Sunday 31 July 2011

Heading north...

A sunny early start from Jane and Mike's house helps our journey north. They see us off, Jane waving her crutch, as she badly broke her foot just before the holidays and so has been an heroically-hopping-host. Other early risers include 2 deer bobbing through a cornfield, a combine harvester team returning for 2nd breakfast, and lots of people with wicker baskets collecting mushrooms beneath the trees on the wooded hillsides.
We retrace some of last week's trip from Prague, pausing to pick up emails outside an unsuspecting restaurant in Pribram, then head in a new direction as we pass to the west of Prague. This side too is dominated by colourful blocks of high-rise flats. We lunch in a bus shelter as a sudden shower turns to heavy rain with thunder and lightening. It does not feel safe, being essentially a metal box on top of a hill! Waiting for the rain to clear, we read Ted and Sue's Norwegian trip blog, which we had down loaded earlier - ferries, fjords and magnificent views. Then we bypass the airport to reach the small town of KRALUPY NAD VLATAVOU, where our Warmshower host is Kamil. He is a young man who has treked and cycled the world, fascinating to hear his tales of China and Mongolia in particular. He has a small flat so has arranged for us to stay at his family home instead, where they happily give us the keys whilst they all go off south for a long weekend. Kamil takes us on a wander round town, showing us tomorrow's cycle route and introducing us to a very smokey traditional pub doing a great line in local beer and dumplings.
In the morning we return the keys to Kamil's Granny, who lives in a nearby flat. There are many blocks of Soviet grey flats, but they are gradually being modernised with coloured insulating panelling attached externally.
We have to cross the local river. The first bridge is up 3 flights of narrow metal steps, so we give that a miss. It is alongside large pipes, part of the communal hot water system that many towns still have. The heat losses from these must be excessive. The next bridge is an old metal
road bridge but unfortunately 2 cars have become entangled in the middle and the fire brigade have shut it while they sort it out. We have to take a very busy modern road bridge instead, flattening ourselves against the barriers as a Wide Load passes. After this we are on and off road through farm land, where cabbages and new potatoes are being picked by women in aprons, and ripe pears are falling from roadside trees.
ROUDNICE NAD LABEM is a lovely old town with a massive central cobbled square, and for us it is the start of the River Elbe cycle route. We see the large river barges again; the first time since the Danube. There are quite a number of touring cyclists now we are on an official path. The route is mostly alongside the railway and car free as the river enters a narrow gorge. In some places it is only very rough gravel. We camp in the little riverside village of BRNA, in a waterski club grounds, 30 miles from the border with Germany. The owner tells us he is a former national water-ski champion, and has photos on the walls of himself in action. He and the premises have seen better days, but are fine for 1 night. Anyway, he gives us a free bottle of ice-cold beer, so he was ok by us! The other few tents are all German touring cyclists.
It started to rain as we went to sleep and was still raining when we set off next morning. By the time we reach the border and cross into Germany, it has rained non stop and we are like drowned rats.
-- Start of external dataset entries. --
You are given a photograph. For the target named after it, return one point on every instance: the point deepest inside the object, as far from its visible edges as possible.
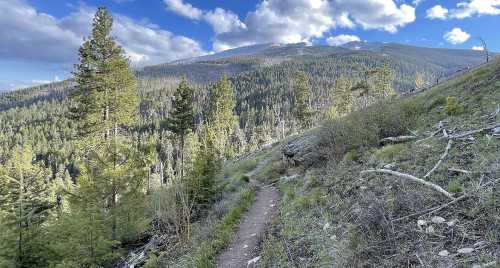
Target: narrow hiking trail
(244, 249)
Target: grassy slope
(331, 215)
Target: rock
(465, 250)
(438, 220)
(480, 244)
(253, 261)
(390, 166)
(302, 150)
(444, 253)
(452, 223)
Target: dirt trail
(244, 247)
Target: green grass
(207, 252)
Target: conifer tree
(105, 99)
(181, 120)
(221, 119)
(302, 89)
(342, 102)
(105, 105)
(24, 207)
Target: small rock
(444, 253)
(438, 220)
(465, 250)
(390, 166)
(452, 223)
(480, 244)
(253, 261)
(421, 222)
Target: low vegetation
(334, 215)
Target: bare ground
(244, 249)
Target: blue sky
(39, 38)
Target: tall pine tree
(105, 106)
(221, 120)
(181, 120)
(302, 90)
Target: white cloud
(34, 36)
(341, 39)
(456, 36)
(183, 9)
(223, 21)
(294, 21)
(468, 8)
(437, 12)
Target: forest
(93, 166)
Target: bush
(389, 152)
(453, 107)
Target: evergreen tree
(24, 208)
(105, 100)
(342, 102)
(181, 120)
(221, 118)
(105, 104)
(302, 90)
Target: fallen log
(399, 139)
(412, 178)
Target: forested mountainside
(411, 182)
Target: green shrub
(351, 156)
(245, 178)
(454, 186)
(453, 107)
(389, 152)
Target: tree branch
(448, 147)
(412, 178)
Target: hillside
(353, 196)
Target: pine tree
(181, 120)
(24, 208)
(221, 119)
(105, 100)
(105, 105)
(302, 110)
(342, 102)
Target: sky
(39, 39)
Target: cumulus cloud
(437, 12)
(183, 9)
(470, 8)
(456, 36)
(341, 39)
(31, 35)
(294, 21)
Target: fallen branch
(412, 178)
(398, 139)
(472, 132)
(433, 209)
(457, 170)
(448, 147)
(432, 135)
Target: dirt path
(244, 247)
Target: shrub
(389, 152)
(453, 107)
(454, 186)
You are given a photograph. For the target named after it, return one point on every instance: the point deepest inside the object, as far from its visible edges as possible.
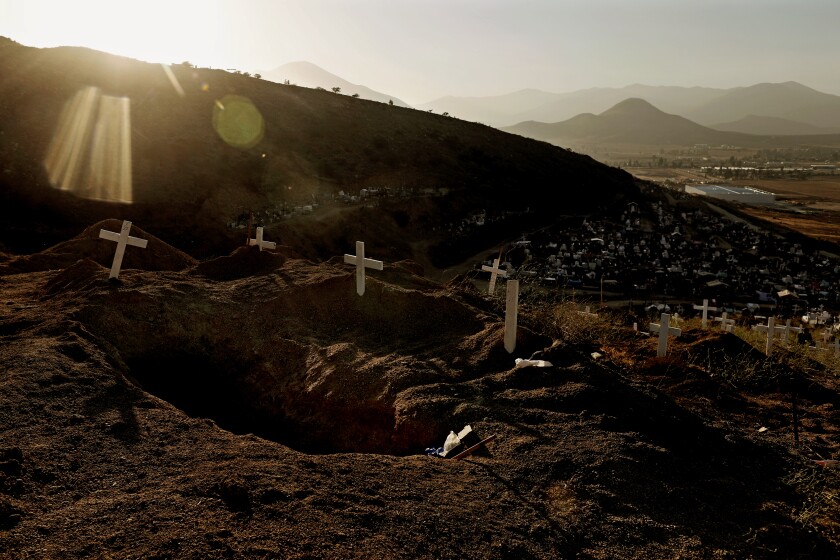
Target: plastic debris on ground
(454, 444)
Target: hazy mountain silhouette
(789, 100)
(755, 124)
(494, 110)
(306, 74)
(705, 106)
(635, 121)
(188, 183)
(632, 121)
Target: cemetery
(265, 395)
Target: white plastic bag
(451, 441)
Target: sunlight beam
(90, 152)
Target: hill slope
(228, 410)
(188, 183)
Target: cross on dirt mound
(291, 352)
(157, 256)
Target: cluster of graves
(663, 329)
(123, 240)
(653, 254)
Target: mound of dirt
(157, 255)
(210, 413)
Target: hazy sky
(419, 50)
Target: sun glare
(90, 152)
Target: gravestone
(771, 329)
(494, 272)
(664, 329)
(361, 263)
(725, 324)
(260, 242)
(122, 238)
(511, 311)
(705, 307)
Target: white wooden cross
(494, 271)
(705, 307)
(122, 238)
(725, 324)
(836, 346)
(786, 330)
(587, 313)
(259, 241)
(770, 328)
(511, 311)
(361, 262)
(664, 329)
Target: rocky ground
(253, 406)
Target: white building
(747, 195)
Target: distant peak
(632, 104)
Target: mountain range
(635, 121)
(191, 176)
(776, 109)
(306, 74)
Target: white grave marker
(705, 307)
(259, 241)
(494, 272)
(511, 310)
(770, 328)
(587, 313)
(361, 263)
(664, 329)
(725, 324)
(122, 238)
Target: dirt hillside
(254, 406)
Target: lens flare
(176, 85)
(90, 151)
(238, 122)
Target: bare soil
(254, 406)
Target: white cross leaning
(587, 313)
(259, 241)
(770, 328)
(494, 272)
(664, 329)
(511, 310)
(361, 262)
(705, 307)
(122, 238)
(725, 324)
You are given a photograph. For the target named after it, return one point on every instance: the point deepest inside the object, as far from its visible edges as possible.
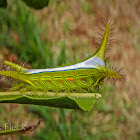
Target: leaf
(36, 4)
(3, 3)
(18, 131)
(83, 101)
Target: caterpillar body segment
(82, 76)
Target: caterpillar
(82, 76)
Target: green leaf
(86, 103)
(18, 131)
(37, 4)
(83, 101)
(3, 3)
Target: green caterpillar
(82, 76)
(74, 86)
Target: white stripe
(89, 63)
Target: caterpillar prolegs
(83, 76)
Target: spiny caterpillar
(80, 77)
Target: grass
(63, 32)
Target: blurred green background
(63, 32)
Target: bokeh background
(63, 32)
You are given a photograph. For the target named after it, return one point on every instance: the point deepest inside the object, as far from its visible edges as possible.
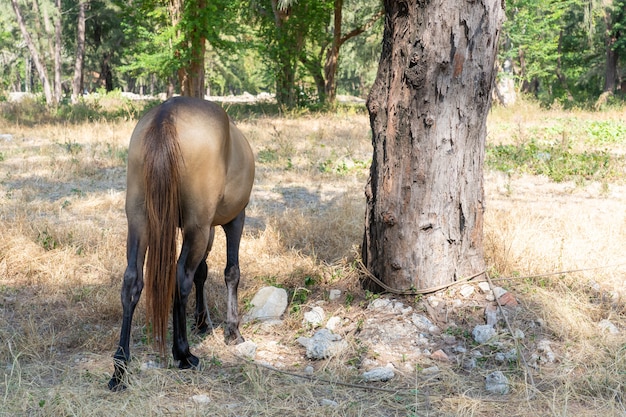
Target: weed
(552, 161)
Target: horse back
(217, 167)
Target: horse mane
(161, 177)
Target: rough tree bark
(332, 54)
(38, 59)
(191, 72)
(428, 109)
(77, 81)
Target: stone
(333, 323)
(491, 315)
(380, 304)
(507, 299)
(440, 355)
(424, 324)
(546, 353)
(497, 383)
(483, 333)
(379, 374)
(499, 291)
(323, 344)
(269, 303)
(315, 317)
(466, 291)
(246, 349)
(469, 364)
(430, 370)
(334, 295)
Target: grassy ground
(555, 202)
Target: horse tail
(161, 177)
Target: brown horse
(189, 167)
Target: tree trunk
(610, 78)
(37, 58)
(58, 89)
(428, 109)
(332, 55)
(77, 81)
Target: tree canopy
(303, 51)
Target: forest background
(568, 53)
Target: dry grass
(62, 255)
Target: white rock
(430, 370)
(315, 317)
(607, 326)
(150, 365)
(380, 304)
(246, 349)
(334, 295)
(269, 303)
(483, 333)
(497, 383)
(333, 323)
(379, 374)
(323, 344)
(547, 355)
(466, 290)
(424, 324)
(499, 291)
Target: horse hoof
(233, 337)
(190, 362)
(202, 329)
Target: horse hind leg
(203, 322)
(233, 231)
(131, 291)
(193, 253)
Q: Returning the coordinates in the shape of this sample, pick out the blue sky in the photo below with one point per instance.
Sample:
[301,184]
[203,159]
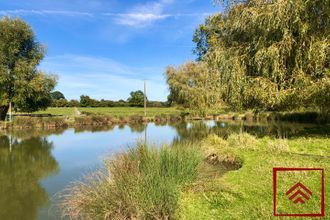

The river is still in a narrow gorge so the road is restricted and in 2 places rock chunks the size of elephants have recently fallen from the shear cliff bringing the traffic to single file. There is a lot of deep surface water covering nasty potholes so all in all this is not fun!
We do not have a cycle route map up the Elbe, and although you would think it easy to just follow the river, there are confusing rough tracks and dead ends. There are quite a lot of tourers around so we wait until a very competent looking pair of Germans pass us and follow them. It was a good choice as they take us along a dedicated woodland route, and then onto a ferry. The riverside towns and the cliff formations are very photogenic but it is raining too hard to risk taking out the camera. They wave goodbye at the historic town of PIRNA and we proceed into the suburbs of DRESDEN, by early pm, to book into the first apartment we find. We hang all our gear around to dry and have a long soak in the bath. With our own kitchen we need not venture out again.